Il film racconta le vicissitudini dell’imprenditore privo di scrupoli Numa Tempesta (Giallini), diventato ricchissimo a suon di truffe e investimenti azzardati, che un giorno viene condannato a un anno di servizi sociali per frode fiscale. Tra le mura decrepite di una sorta di comune di poveri cristi si scontra con la dirigente Angela (Danco), integerrima quanto invasata, stringe amicizia con Bruno (Germano) e con il figlio Nicola (Gheghi), a suo modo riesce a interagire con gli altri assistiti, comprandoli con elargizioni di denaro, impartendo lezioni di finanza e coinvolgendoli in una serie di truffe. Inutile raccontare altro, perché il film vive di colpi di scena e di situazioni umoristiche, per fortuna frequenti, vista la natura grottesca di certe situazioni.
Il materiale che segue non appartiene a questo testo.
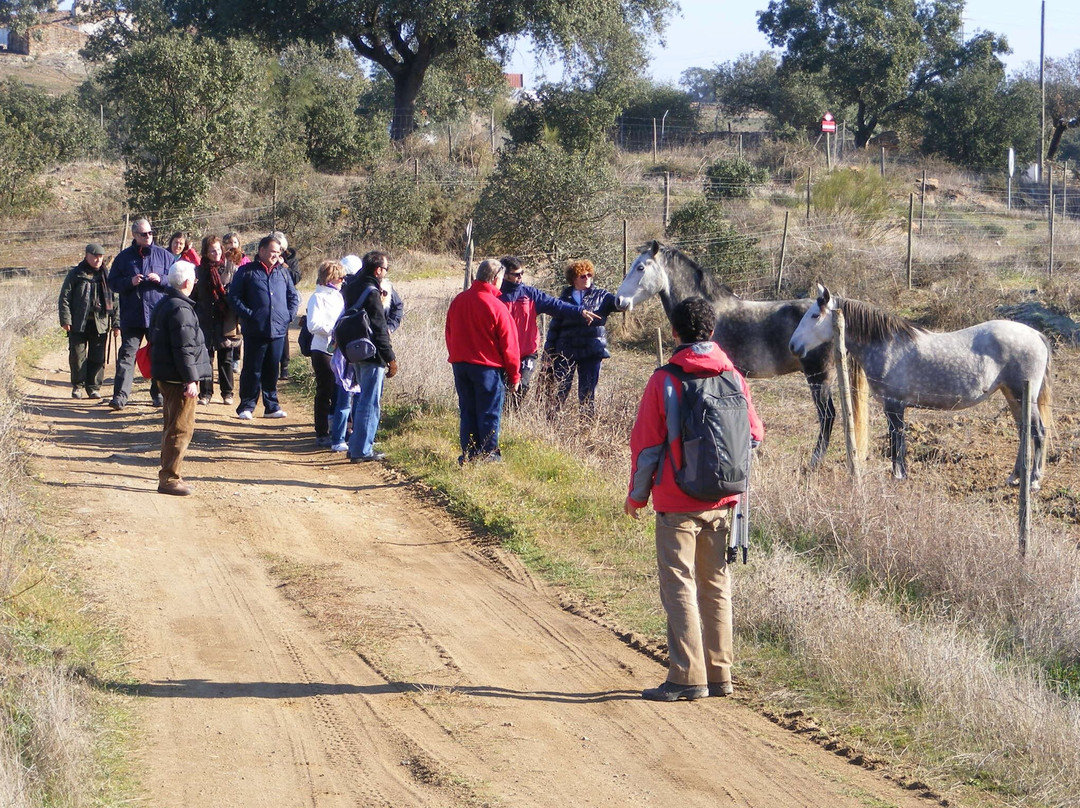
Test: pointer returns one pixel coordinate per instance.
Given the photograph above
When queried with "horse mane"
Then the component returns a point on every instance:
(866, 323)
(704, 281)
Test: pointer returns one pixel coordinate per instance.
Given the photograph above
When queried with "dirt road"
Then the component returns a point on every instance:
(307, 632)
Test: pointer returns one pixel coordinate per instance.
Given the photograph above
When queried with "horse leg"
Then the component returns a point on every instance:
(1038, 441)
(898, 438)
(815, 367)
(1039, 446)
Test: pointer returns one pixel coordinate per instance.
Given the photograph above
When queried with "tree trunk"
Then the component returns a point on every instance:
(407, 82)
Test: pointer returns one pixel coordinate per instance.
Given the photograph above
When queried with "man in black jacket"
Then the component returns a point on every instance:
(178, 361)
(292, 264)
(88, 309)
(367, 404)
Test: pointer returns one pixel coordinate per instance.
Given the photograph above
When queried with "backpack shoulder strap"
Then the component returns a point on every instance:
(360, 300)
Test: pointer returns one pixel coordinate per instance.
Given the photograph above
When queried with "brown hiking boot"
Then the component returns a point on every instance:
(174, 487)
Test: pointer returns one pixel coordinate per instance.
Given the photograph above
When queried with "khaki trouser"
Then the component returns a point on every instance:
(696, 591)
(179, 416)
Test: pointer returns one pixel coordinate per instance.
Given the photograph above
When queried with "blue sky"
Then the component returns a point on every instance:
(710, 31)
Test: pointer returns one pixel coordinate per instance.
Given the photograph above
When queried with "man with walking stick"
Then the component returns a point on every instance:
(88, 310)
(690, 448)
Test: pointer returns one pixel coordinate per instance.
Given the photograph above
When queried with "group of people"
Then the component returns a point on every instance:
(494, 345)
(352, 391)
(190, 311)
(188, 308)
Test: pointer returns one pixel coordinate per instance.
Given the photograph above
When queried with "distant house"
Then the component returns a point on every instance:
(59, 31)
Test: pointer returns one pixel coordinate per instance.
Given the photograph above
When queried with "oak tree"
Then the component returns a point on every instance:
(881, 56)
(406, 37)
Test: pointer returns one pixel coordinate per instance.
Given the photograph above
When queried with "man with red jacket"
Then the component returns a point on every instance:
(691, 534)
(482, 341)
(525, 303)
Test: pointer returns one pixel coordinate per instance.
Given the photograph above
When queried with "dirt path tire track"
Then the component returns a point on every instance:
(471, 686)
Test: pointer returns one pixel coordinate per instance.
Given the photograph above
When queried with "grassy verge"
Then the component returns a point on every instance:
(892, 620)
(63, 735)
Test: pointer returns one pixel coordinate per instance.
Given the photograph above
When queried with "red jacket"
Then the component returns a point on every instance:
(478, 331)
(656, 445)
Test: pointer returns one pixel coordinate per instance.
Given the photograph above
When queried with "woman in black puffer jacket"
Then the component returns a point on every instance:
(178, 362)
(572, 345)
Se cercate la commedia all’italiana in questo Io sono Tempesta non la troverete, così come resterete delusi se avete appena visto una serie di garbate commedie francesi o di pellicole nordamericane indipendenti. Se, invece, vi accontentate di novanta minuti di spensieratezza e di risate a base di situazioni eccessive e improbabili, è il prodotto che fa per voi. Giallini e Germano sono due attori bravissimi, il primo istintivo e sempre uguale a sé stesso ma efficace, il secondo duttile e versatile, perfetto sia quando si cala nei panni di un giovane Leopardi come di un coatto romano. Bravo il giovanissimo Francesco Gheghi (figlio molto intelligente), convince meno la troppo impostata Eleonora Danco nei panni d’una direttrice tutta d’un pezzo che finisce per denunciare le tresche di Tempesta.
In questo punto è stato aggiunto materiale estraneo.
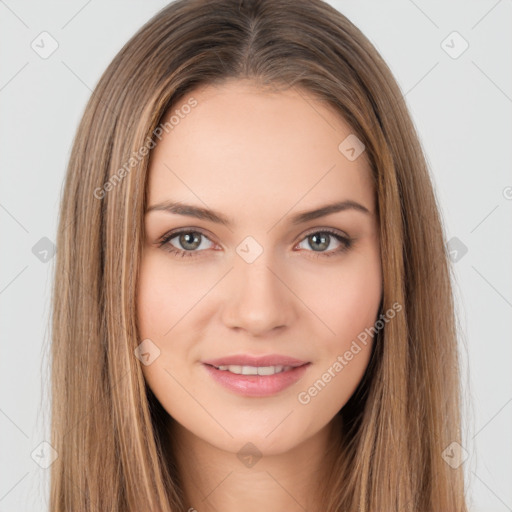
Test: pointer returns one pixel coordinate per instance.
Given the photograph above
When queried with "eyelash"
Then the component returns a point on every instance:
(163, 242)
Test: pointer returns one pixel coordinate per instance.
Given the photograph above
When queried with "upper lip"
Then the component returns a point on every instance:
(250, 360)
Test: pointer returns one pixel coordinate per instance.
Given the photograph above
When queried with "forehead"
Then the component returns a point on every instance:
(244, 147)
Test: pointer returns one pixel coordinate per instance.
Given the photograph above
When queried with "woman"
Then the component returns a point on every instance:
(252, 301)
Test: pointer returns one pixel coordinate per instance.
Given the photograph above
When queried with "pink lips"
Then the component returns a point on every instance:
(248, 360)
(256, 385)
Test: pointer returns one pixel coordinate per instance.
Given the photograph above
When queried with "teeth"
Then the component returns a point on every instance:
(255, 370)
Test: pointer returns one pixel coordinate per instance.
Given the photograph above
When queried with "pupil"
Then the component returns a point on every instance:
(323, 240)
(190, 238)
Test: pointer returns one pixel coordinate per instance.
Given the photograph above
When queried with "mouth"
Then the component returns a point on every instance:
(256, 380)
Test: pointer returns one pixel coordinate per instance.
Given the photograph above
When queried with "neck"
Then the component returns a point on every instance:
(215, 480)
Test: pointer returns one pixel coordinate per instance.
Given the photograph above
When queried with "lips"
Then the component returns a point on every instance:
(256, 361)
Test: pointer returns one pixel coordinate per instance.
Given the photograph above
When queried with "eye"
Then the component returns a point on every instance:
(192, 240)
(189, 239)
(321, 240)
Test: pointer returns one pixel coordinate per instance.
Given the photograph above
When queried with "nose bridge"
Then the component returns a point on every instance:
(257, 300)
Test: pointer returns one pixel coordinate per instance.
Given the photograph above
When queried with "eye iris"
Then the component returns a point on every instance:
(190, 238)
(322, 239)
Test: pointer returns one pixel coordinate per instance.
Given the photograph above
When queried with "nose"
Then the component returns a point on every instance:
(256, 297)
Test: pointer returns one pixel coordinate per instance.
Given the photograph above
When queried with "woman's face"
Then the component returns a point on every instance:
(252, 275)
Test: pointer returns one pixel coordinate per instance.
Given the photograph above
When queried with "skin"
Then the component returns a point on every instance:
(258, 157)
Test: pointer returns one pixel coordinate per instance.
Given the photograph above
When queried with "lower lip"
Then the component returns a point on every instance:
(257, 385)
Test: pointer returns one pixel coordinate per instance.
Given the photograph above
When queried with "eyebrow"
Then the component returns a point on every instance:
(189, 210)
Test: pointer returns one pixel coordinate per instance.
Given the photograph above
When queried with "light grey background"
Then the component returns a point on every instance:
(461, 107)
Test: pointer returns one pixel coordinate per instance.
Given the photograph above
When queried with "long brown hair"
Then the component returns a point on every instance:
(107, 427)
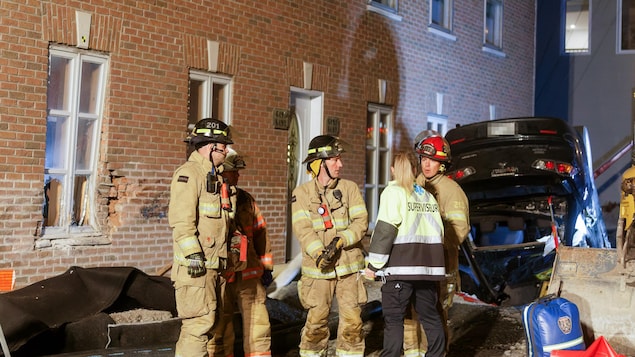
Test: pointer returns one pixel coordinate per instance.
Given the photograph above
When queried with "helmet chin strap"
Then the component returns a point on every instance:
(327, 171)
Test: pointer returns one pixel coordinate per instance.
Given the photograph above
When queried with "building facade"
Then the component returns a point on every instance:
(585, 76)
(96, 98)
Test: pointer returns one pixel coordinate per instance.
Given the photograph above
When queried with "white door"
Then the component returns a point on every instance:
(306, 123)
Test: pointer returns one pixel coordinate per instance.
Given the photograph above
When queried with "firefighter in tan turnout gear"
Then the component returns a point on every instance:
(330, 220)
(435, 156)
(199, 230)
(249, 271)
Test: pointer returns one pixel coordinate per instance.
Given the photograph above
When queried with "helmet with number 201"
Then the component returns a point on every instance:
(209, 130)
(324, 147)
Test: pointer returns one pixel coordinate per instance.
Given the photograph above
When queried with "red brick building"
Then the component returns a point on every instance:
(96, 98)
Ho cercato un significato, un messaggio sotteso al film, visto che stimo Luchetti – regista di scuola morettiana – e che reputo molti suoi lavori eccellenti (La scuola, Il portaborse, …). Non sono riuscito a trovarlo. Forse il regista ha voluto dipingere un quadro della società italiana contemporanea dove albergano corruzione e arrivismo, dove gli uomini d’affari privi di scrupoli la fanno sempre franca. Tra le righe intuiamo anche un abbozzo di rapporto padre-figlio, troppo caricaturale per essere credibile. Ho apprezzato la citazione di Shining nelle stanze del grande albergo-dimora di Tempesta, quando il bambino vaga per i corridoi guidando un’automobile giocattolo. Poco altro, a dire il vero, forse il riferimento al Quarto stato di Pellizza Da Volpedo e a Novecento di Bertoluccci in un ispirato ralenti dei diseredati. L’analogia Tempesta-Berlusconi fa sorridere per un attimo, poi basta, davvero non se ne può più di film che citano i guai giudiziari del Cavaliere.
Fotografia anonima di Luca Bigazzi, priva di uno stile, identica a quella vista troppe volte nei film italiani contemporanei. Sigla di testa imperdibile: Ho visto un re di Dario Fo, cantata da Enzo Jannacci. La colonna sonora di Crivelli è ottima. Un film da vedere, comunque, senza pretendere troppo. È cinema italiano, bellezza!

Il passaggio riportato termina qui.